K太せんせいの放課後の黒板消し63

K太せんせいの「放課後の黒板消し」

 コロナ禍での成長

 出来なかったことが出来るようになることを成長と呼びます。一方で、出来ることが増えることによって生じる「困ったこと」もまた成長の一面ではないかと思う今日この頃です。

コロナ禍はなかなか収束へは向かってくれません。第6波はこれまでのどの波をも超える勢いを見せ、政府の蔓延防止措置は解除されたものの楽観は出来ず、先が見通せない状況が続いています。

学校現場は「不要不急」や「三密」、「緊急事態宣言」や「蔓延防止」などの言葉に、当初は緊張し、残念ながら今はそれらに慣れ、疲弊してきた第5波までの繰り返しの日々とは全く異なった段階に入っていると思います

例えば、クラスの中に陽性者や濃厚接触者がいたということが日常となっている現実や、休校ではなく「学級」単位での閉鎖による対応が行われるようになったこと。国内全体では「みなし」も含めて毎日何万人もの人々が感染する現状に、「いつ当事者になってもおかしくない」という意識が、今や自然です。 
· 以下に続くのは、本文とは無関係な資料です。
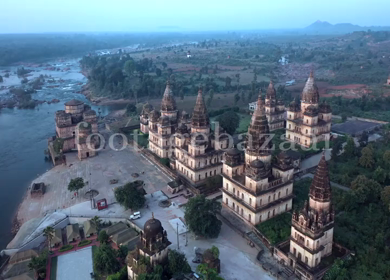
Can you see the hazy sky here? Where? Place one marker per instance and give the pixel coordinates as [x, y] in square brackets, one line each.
[32, 16]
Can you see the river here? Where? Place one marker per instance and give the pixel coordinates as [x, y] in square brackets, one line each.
[24, 134]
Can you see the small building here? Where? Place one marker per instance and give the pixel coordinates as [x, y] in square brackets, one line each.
[73, 233]
[124, 237]
[89, 229]
[37, 189]
[56, 240]
[153, 245]
[23, 256]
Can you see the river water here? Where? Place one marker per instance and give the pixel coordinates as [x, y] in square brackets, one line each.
[24, 134]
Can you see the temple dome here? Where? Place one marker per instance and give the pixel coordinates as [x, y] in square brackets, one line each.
[325, 108]
[311, 111]
[168, 102]
[152, 228]
[200, 117]
[271, 92]
[257, 164]
[294, 106]
[310, 92]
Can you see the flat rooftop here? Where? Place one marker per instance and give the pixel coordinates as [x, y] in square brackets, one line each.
[76, 265]
[354, 127]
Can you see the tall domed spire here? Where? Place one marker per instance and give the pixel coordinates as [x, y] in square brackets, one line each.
[310, 92]
[258, 129]
[320, 189]
[271, 92]
[168, 102]
[200, 117]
また、オンラインによる授業や課題の提出が当たり前になりつつあることも、2年前にはなかった日常です。「今日休んだ○○君に、プリントを届けてくれるかな?」と家が近いお友だちにお願いする場面は、今や授業中にオンタイムでPDFファイルとして届きます。授業自体もリモートで見られるのですから当然といえば当然ですが、社会全体が、この緊急事態に対応していることはすごいことだと思います。

しかし、これら配信が技術的に出来たとしても、それを対面授業以上に活かすことが出来ているかは甚だ疑問です。正直、コロナ禍になんとか「対応」出来ているだけで、活用方法については未だ模索中なのです。
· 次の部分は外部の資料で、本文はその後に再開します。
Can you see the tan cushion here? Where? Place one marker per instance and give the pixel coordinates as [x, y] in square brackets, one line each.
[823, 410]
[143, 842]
ところが、いつの間にか「当たり前に出来る」こととして、園児から大学生までが画面に向かい、教員もそのカメラの前に立っています。技術的には社会が成長したけれど、内容としてはどうかな?皆が問い直す時なのかも知れません。

「コロナ後」と呼ばれる近い未来、今作られた「当たり前」がしっかりと糧になることを信じて。

■K太せんせい現役教師。教育現場のありのままを伝え、読書案内なども執筆する。